GENEVE: La plus haute responsable de l'ONU pour les droits humains se rendra dans le Xinjiang la semaine prochaine, où Pékin est accusé de persécuter la minorité ouïghoure. Une visite à haut risque tant la pression internationale est grande.
La visite de Michelle Bachelet en Chine - du 23 au 28 mai - est des plus attendue. Il s'agit de la première visite dans le pays d'un Haut commissaire de l'ONU aux droits de l'Homme depuis 2005, lorsque la Canadienne Louise Harbour s'y était rendue.
L'ancienne présidente chilienne, 70 ans, réclame un accès à toutes les régions de la Chine depuis son arrivée au Haut commissariat en 2018.
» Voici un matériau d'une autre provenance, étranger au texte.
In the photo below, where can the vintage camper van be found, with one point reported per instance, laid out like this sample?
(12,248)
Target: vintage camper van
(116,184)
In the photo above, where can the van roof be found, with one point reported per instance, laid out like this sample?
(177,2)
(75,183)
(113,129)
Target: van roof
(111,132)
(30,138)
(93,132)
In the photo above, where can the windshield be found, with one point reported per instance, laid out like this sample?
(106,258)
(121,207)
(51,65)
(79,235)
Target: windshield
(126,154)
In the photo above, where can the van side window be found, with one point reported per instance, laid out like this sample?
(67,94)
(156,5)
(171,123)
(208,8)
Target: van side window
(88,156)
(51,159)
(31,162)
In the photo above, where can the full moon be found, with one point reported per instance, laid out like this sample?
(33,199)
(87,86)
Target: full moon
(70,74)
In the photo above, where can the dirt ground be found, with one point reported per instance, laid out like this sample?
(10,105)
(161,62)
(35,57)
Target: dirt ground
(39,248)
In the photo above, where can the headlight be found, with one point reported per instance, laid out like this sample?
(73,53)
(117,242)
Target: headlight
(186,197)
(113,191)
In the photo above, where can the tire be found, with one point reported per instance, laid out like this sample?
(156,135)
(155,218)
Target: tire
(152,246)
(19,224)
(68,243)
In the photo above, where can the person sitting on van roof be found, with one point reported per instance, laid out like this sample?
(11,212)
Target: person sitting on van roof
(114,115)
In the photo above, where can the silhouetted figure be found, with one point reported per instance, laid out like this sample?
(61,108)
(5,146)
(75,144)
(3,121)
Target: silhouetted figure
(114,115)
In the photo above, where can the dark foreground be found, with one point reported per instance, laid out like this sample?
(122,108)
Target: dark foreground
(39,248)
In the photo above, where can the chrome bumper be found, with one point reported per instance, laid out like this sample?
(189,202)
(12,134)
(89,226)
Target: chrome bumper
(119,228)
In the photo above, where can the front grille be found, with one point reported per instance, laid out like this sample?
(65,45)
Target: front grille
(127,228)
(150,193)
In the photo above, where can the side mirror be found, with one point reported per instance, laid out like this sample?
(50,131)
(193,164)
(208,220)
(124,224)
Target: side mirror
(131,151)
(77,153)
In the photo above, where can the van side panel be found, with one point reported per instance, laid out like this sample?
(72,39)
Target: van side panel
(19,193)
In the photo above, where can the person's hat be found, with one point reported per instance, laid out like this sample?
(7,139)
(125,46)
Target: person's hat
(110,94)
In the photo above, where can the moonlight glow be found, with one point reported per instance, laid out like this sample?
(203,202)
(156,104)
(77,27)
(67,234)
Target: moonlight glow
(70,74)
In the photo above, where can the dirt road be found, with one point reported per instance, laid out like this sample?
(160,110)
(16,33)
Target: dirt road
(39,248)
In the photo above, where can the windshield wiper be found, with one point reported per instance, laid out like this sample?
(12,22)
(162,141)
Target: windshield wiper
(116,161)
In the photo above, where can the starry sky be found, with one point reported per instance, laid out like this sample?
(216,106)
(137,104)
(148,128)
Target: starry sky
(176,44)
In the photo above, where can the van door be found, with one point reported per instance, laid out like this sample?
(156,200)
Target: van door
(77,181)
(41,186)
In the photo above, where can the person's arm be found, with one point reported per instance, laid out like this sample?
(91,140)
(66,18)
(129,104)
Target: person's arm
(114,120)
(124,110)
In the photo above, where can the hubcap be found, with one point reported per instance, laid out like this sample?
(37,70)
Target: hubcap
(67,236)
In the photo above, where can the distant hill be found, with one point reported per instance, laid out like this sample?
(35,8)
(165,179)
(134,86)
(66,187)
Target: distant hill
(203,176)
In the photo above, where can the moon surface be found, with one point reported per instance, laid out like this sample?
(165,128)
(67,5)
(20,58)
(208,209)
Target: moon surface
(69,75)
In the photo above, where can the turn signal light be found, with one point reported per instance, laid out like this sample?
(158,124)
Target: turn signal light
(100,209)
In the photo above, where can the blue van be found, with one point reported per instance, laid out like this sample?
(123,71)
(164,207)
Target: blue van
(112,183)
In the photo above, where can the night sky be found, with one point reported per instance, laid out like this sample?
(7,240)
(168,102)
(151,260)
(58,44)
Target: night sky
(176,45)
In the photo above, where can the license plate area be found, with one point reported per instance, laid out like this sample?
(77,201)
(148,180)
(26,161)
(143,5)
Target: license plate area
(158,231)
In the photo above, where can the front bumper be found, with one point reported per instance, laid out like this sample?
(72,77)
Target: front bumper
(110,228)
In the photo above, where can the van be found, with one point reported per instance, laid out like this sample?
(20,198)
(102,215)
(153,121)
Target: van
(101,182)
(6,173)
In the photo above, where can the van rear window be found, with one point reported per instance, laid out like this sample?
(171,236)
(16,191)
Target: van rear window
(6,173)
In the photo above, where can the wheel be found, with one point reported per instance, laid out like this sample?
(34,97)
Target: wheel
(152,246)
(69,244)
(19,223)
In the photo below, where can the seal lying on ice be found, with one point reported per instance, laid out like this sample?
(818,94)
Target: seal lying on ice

Dès son premier discours, elle avait signalé les "allégations profondément inquiétantes de détentions arbitraires à grande échelle d'Ouïghours et d'autres communautés musulmanes, dans des camps de rééducation dans la région du Xinjiang".
Camps de travail
Selon des organisations de défense des droits humains, au moins un million de Ouïghours et de membres d'autres minorités turcophones, principalement musulmanes, sont ou ont été incarcérés dans des camps dans le Xinjiang.
Pékin conteste, affirmant qu'il s'agit de centres de formation professionnelle destinés à les éloigner du terrorisme et du séparatisme, après de nombreux attentats meurtriers attribués à des islamistes ou séparatistes ouïghours.
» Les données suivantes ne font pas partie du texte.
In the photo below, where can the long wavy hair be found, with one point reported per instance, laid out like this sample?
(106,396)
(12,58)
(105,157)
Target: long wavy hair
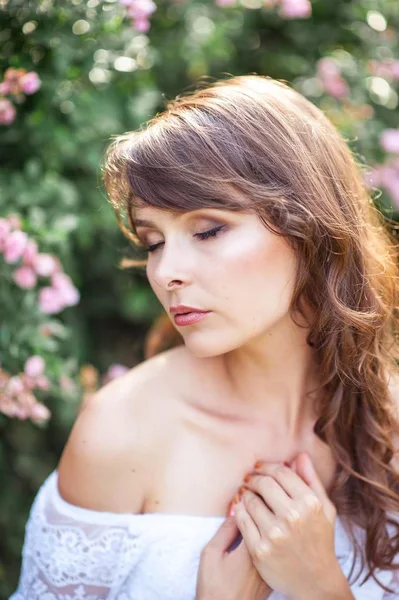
(259,137)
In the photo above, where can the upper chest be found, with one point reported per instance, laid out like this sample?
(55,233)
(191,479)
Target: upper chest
(203,459)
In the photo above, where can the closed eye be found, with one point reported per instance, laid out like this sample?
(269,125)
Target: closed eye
(202,236)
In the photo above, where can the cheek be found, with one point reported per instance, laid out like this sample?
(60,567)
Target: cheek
(257,276)
(257,260)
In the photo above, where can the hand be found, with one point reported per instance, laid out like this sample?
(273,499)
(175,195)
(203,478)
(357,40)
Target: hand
(287,523)
(228,576)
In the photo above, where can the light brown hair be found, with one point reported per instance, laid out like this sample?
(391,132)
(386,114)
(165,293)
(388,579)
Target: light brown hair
(252,142)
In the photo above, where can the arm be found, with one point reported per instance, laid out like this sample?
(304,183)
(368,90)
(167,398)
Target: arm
(78,543)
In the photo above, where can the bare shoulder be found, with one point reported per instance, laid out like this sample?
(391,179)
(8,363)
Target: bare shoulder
(118,435)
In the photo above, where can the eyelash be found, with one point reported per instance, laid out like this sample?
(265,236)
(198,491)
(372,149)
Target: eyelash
(202,236)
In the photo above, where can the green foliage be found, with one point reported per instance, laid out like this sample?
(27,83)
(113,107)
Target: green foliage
(99,78)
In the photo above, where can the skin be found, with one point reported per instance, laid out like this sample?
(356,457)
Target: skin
(192,422)
(253,343)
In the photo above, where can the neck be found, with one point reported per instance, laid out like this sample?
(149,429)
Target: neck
(273,378)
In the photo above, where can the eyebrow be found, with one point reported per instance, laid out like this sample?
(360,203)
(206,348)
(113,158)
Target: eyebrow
(148,223)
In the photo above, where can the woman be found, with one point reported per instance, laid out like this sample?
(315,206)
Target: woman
(265,250)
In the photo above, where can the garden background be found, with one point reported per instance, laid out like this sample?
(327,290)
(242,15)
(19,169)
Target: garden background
(75,73)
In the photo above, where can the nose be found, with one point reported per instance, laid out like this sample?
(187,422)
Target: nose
(172,268)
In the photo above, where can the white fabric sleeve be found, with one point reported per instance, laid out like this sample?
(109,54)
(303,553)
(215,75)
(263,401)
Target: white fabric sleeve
(394,585)
(72,553)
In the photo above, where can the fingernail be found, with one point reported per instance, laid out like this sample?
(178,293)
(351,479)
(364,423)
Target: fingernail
(241,491)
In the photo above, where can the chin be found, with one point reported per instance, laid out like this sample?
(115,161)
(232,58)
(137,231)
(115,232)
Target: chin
(203,346)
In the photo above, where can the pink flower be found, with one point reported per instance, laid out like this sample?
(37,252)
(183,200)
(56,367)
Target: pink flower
(5,229)
(50,301)
(14,221)
(45,264)
(25,278)
(5,88)
(7,112)
(142,25)
(40,413)
(114,371)
(139,9)
(8,406)
(43,382)
(30,82)
(295,9)
(34,366)
(388,68)
(14,246)
(389,140)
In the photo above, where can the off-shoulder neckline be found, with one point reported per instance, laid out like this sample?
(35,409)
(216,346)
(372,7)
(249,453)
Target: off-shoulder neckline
(52,483)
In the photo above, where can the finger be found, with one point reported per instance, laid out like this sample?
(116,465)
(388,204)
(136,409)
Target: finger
(248,529)
(272,493)
(290,482)
(263,518)
(224,536)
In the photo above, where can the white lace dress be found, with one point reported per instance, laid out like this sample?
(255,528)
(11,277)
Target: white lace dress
(72,553)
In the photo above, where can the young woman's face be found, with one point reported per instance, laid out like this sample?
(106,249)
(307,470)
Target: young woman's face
(239,271)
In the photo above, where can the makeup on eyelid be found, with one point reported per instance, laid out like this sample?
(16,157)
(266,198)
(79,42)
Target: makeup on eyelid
(204,235)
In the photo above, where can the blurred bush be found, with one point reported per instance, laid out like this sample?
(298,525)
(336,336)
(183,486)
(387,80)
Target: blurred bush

Mme Bachelet a demandé sans relâche un "accès significatif et sans entrave" à cette région. Mais Pékin refusait jusqu'ici toute idée d'enquête de l'ONU au Xinjiang, réclamant que toute visite dans la région soit "amicale".
Après des années de tractations, l'ONU et Pékin ont fini par trouver un terrain d'entente pour organiser la visite, mais les détails n'en ont pas été rendus publics. Certains pays, comme les Etats-Unis s'inquiètent de ce manque de transparence qui pourrait laisser trop de marge de manœuvre aux autorités chinoises.
La directrice en Chine de Human Rights Watch (HWR) estime "peu crédible" que le gouvernement chinois permette à Mme Bachelet "de voir tout ce qu'il ne veut pas qu'elle voie, ou qu'il permette aux défenseurs des droits humains (...) de lui parler sans surveillance et sans crainte de représailles".
Kashgar et Urumqi
Ce voyage, annoncé depuis plusieurs semaines, est très attendu et non sans risque pour Mme Bachelet, dont le mandat touche à sa fin sans que l'on sache encore si elle envisage d'en briguer un second.
"L'héritage de Mme Bachelet en tant que Haut commissaire se mesurera à sa volonté de tenir" la Chine "pour responsable des crimes contre l'humanité commis" durant son mandat, soutien Sophie Richardson de HRW.
Il en va de sa "crédibilité", estime l'ONG.
Durant sa visite, elle "va rencontrer un certain nombre de hauts responsables nationaux et locaux", souligne un communiqué de ses services, qui précise qu'elle se rendra à Canton mais aussi au Xinjiang à Kashgar et Urumqi, la capitale régionale.
Une équipe de cinq personnes du Haut-commissariat se trouve déjà dans le pays depuis le 25 avril, afin de préparer sa venue.
Cette "équipe préparatoire" a dû effectuer une quarantaine, mais Mme Bachelet, en tant que visiteur officiel de haut rang, n'aura pas à passer par cette étape. Après la quarantaine, l'équipe préparatoire a pu se rendre à Canton et au Xinjiang.
L'ancienne présidente du Chili publiera un communiqué et donnera une conférence de presse sur place à la fin de son séjour le 28 mai.
Mme Bachelet est déjà sous la pression notamment des Etats-Unis et d'autres pays occidentaux parce qu'elle n'a toujours pas publié un rapport sur le Xinjiang.
Une porte-parole a expliqué récemment qu'il ne serait pas publié avant le départ de Mme Bachelet en Chine, puisqu'il contiendra des éléments de sa visite. Comme tous les rapports du Haut-Commissariat, il sera soumis pour considération au pays concerné, afin que Pékin puisse exprimer son point de vue.